Desde que conocí que hace apenas unos meses, en abril, se
cumplía el centenario de la muerte de Bram Stoker, mi inquietud por el sentido
del mito de Drácula se reavivó en mi mente, releí el libro y, desde entonces se
me asoman muchos fragmentos simbólicos de la novela. Como el recibimiento que
hace el conde a Jonathan a su llegada al castillo: “Entra por tu propia
voluntad, libremente, y deja aquí un poco de la felicidad que traes”. Para
echarse a temblar.
En un primer análisis, parece otra historia más de la lucha
eterna del bien y el mal. Se desgrana todo aquello que podemos ir acumulando en
la vida y que puede ir haciéndonos empeorar, y por tanto ser más crueles,
dañinos, infelices y egoístas. Quitar la sangre al prójimo para conservar la
vida es el ejemplo extremo de ello.
Y también aparecen los ingredientes que nos hacen actuar en
pro del bien, en busca del perfeccionamiento, ese que nos puede trasladar hacia
la felicidad en el único vehículo posible, el amor. Mina lo representa a las
mil maravillas.
Y la elección del camino se encuentra en los deseos, o más
bien en el control de los mismos, porque el conde Drácula nos enseña que no
somos dueños de nuestros deseos y es por eso que nos perturban. Incluso nos
enseña que no nos pertenece ni nuestro propio cuerpo, siempre pertenece a otro,
al que lo hace despertar.
El que acaba atendiendo a sus deseos, el que da rienda
suelta a su impulso acaba en las garras del conde y por tanto, convirtiéndose
en vampiro, Lucy.
Wilde dijo de ella que era la novela más bella escrita
jamás. Y debería ser estudiada en las universidades como rotundo ejemplo de lo
que Nieztsche llamó la gran razón del cuerpo. Porque, siendo sinceros, sólo el
conde es capaz de hablar con honestidad de lo que en realidad somos.
El sentido religioso impregna muchas páginas del libro, y
desde luego innumerables de las decadentes películas que transforman a Drácula
en el demonio del cristianismo, pero existe un aspecto claro que me resulta
mágico. Drácula, con la vampirización de sus “víctimas” no transforma a nadie, desinhibe,
libra de ataduras todos los prejuicios y recatos, elimina cualquier resquicio
de prudencia y generosidad y permite
sacar afuera todos los deseos que mantenemos agazapados en el interior.

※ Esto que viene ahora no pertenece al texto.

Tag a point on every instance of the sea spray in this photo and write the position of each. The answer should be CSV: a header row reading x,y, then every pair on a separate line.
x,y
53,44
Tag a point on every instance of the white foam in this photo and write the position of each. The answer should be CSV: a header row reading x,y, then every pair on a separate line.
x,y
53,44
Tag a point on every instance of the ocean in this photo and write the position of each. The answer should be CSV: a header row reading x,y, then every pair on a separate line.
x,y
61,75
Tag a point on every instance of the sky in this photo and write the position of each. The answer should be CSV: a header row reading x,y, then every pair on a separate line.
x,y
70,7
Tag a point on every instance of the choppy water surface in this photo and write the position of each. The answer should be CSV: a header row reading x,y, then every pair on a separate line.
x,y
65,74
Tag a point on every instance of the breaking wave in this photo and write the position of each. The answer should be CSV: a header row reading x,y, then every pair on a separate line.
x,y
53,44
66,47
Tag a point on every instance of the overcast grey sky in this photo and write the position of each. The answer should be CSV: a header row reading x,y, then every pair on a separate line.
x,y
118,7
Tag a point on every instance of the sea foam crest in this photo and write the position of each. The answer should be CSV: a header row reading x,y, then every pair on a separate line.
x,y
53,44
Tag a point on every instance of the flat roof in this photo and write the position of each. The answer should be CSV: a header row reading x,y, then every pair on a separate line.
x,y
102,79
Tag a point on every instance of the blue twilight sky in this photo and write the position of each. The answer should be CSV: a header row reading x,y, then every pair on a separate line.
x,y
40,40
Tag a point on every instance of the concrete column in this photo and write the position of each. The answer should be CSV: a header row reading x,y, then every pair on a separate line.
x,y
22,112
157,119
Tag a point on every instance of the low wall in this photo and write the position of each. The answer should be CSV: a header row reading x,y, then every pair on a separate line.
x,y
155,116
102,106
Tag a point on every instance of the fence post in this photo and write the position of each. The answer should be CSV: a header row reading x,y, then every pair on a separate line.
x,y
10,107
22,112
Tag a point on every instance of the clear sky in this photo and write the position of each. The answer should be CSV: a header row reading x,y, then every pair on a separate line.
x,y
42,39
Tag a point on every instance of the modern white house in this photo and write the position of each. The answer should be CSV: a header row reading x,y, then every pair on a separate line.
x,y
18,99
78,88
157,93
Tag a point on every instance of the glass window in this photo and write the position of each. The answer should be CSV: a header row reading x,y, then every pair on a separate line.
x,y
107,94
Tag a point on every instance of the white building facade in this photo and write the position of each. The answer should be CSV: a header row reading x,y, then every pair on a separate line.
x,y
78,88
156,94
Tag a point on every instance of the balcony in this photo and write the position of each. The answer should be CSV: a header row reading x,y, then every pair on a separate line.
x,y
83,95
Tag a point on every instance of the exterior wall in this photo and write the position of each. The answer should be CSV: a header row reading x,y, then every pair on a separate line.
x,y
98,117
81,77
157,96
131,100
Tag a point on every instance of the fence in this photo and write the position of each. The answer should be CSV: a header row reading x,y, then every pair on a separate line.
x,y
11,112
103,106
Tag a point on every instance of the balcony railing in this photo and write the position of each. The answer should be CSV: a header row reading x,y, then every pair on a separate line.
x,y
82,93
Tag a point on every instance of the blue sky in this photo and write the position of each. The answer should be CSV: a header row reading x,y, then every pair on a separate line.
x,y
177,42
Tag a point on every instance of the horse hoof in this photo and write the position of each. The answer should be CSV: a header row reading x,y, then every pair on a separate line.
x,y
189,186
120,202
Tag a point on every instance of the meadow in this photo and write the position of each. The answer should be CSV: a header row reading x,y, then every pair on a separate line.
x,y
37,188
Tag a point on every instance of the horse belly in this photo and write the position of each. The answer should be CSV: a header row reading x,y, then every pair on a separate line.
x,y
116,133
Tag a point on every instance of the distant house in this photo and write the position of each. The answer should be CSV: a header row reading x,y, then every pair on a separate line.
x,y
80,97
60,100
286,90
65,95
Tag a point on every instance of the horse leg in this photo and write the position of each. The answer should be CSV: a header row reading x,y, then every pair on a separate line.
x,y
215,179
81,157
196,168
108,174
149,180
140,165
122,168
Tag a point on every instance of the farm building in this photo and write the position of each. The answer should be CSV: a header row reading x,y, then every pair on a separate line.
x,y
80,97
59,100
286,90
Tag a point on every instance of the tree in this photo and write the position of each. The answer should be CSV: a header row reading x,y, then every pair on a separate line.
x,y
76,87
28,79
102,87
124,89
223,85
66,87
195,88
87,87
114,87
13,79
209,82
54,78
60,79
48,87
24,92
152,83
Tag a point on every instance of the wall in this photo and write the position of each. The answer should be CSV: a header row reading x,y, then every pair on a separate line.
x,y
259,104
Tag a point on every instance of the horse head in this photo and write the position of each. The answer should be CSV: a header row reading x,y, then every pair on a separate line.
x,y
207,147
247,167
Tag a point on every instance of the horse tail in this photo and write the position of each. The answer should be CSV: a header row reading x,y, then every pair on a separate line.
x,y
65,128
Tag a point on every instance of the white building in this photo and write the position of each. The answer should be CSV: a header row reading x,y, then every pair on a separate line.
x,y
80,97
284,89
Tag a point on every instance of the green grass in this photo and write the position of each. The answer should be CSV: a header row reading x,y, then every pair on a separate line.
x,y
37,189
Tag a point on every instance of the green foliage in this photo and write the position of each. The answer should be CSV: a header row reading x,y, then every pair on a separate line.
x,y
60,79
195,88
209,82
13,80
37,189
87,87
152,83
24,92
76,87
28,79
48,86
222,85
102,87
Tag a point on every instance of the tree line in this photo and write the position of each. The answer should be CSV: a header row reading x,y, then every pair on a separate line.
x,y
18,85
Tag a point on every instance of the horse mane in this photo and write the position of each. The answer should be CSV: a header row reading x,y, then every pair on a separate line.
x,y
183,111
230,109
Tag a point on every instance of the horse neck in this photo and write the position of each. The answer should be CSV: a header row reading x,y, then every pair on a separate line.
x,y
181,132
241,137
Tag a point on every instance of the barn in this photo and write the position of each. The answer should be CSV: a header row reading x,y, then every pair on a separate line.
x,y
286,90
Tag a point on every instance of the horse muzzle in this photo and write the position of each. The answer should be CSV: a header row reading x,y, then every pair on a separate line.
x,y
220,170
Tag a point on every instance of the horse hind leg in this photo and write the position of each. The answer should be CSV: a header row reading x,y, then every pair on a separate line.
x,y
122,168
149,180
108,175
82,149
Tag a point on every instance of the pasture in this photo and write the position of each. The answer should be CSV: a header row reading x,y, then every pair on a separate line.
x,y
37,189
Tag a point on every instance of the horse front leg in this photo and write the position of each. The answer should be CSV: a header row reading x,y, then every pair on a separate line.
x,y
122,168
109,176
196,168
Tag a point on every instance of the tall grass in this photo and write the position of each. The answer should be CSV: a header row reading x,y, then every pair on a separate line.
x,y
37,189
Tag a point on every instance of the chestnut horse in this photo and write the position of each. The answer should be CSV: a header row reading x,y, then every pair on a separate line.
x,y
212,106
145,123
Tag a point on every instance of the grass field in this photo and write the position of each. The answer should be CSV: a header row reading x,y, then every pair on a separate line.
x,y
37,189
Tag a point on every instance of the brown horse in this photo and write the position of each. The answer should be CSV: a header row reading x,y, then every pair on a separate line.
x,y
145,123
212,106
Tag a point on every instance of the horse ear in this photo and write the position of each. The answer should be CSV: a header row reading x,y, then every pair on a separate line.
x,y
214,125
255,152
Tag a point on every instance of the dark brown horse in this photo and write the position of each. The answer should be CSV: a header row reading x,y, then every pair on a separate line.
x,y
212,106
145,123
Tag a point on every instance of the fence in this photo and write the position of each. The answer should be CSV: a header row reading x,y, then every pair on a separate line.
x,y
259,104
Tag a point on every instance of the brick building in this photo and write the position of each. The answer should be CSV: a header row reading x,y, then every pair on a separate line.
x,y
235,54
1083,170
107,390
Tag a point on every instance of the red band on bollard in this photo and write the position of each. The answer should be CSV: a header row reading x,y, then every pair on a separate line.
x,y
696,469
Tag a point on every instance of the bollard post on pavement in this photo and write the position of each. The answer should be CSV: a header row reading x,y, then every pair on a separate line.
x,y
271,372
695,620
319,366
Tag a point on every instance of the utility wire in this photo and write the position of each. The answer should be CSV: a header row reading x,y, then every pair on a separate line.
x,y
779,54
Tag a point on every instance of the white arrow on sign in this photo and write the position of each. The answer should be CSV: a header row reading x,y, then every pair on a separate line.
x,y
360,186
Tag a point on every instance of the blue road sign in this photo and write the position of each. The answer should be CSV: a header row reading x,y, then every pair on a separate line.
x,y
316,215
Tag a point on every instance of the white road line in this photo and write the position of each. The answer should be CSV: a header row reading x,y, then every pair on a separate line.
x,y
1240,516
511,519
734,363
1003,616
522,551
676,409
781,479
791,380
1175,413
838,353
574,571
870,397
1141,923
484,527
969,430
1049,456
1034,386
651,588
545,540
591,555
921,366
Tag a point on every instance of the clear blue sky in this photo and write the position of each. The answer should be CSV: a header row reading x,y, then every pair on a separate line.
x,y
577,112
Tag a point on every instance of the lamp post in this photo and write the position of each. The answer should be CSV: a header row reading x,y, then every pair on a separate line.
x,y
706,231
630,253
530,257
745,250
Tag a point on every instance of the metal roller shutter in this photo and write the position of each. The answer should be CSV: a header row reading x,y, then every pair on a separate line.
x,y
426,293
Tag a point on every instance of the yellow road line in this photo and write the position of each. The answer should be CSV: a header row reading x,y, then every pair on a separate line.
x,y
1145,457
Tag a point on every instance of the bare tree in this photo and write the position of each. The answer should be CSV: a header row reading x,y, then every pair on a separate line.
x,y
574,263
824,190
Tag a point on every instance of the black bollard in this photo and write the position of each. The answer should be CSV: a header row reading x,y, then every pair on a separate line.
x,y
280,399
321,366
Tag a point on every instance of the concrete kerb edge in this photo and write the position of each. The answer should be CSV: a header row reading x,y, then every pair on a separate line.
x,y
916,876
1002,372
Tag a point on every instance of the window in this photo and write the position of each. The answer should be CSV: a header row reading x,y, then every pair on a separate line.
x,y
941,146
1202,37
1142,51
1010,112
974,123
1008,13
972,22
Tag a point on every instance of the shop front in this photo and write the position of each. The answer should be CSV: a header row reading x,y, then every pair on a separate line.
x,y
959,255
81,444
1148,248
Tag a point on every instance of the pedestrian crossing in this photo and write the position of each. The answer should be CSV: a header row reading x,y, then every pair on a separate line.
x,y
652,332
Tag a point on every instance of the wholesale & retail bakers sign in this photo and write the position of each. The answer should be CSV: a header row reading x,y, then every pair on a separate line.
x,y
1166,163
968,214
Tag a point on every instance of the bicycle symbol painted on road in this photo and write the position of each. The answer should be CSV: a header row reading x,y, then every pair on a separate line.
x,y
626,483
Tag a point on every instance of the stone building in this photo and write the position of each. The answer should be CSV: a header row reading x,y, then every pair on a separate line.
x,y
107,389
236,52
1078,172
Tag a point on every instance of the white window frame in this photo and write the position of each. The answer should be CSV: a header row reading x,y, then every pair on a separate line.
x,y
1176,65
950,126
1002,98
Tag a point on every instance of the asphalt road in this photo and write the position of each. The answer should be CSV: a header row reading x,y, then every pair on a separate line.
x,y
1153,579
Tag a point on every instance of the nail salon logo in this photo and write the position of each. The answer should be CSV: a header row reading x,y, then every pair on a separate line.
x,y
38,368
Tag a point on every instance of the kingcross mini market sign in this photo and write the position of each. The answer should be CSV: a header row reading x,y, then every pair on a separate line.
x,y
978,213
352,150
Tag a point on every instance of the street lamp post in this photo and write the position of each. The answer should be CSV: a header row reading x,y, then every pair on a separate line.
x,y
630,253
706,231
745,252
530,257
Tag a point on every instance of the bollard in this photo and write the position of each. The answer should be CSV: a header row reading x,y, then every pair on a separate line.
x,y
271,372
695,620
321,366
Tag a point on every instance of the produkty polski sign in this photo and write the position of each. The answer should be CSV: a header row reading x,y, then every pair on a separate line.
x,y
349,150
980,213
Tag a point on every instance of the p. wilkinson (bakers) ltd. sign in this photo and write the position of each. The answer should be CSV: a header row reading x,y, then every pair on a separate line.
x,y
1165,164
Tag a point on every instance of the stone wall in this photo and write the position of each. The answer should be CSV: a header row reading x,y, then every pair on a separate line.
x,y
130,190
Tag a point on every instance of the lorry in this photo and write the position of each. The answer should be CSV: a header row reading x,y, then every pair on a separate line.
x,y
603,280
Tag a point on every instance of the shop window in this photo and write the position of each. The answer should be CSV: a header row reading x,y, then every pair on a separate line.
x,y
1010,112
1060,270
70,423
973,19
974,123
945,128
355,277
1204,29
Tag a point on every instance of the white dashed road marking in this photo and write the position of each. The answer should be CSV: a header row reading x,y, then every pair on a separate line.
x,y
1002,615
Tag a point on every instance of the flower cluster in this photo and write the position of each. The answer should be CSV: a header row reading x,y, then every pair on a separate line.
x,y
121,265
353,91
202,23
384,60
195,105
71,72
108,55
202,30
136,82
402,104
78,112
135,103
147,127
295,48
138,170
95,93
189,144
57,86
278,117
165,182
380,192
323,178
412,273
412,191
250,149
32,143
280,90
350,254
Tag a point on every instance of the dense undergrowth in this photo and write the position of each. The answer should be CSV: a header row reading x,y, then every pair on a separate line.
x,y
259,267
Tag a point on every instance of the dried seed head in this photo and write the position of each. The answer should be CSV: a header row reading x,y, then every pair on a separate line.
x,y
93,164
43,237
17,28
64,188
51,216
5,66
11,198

Drácula con su mordedura no transforma nada, no crea ni
destruye, libera a sus víctimas de todos los convencionalismos que los lastran
para que puedan entregarse sin resquemor a materializar el mundo del deseo sin
límites, ajeno a toda legislación y moral, y sin necesidad de sujetarlo a
ningún tipo de aplazamiento. Como dice Martín Garzo: “De lo que se
trata es de liberarse de la tiranía de las convenciones sociales y atender las
razones del cuerpo”. Y coincido con este autor, lo que nos enseña esta novela
es que ambos mundos no pueden existir separados, “El deseo le pide al amor que
prolongue sus goces, y el amor le pide al deseo que no lo deje sin locura.
Ambos buscan lo que no puede ser: las nupcias entre la vida y la muerte”.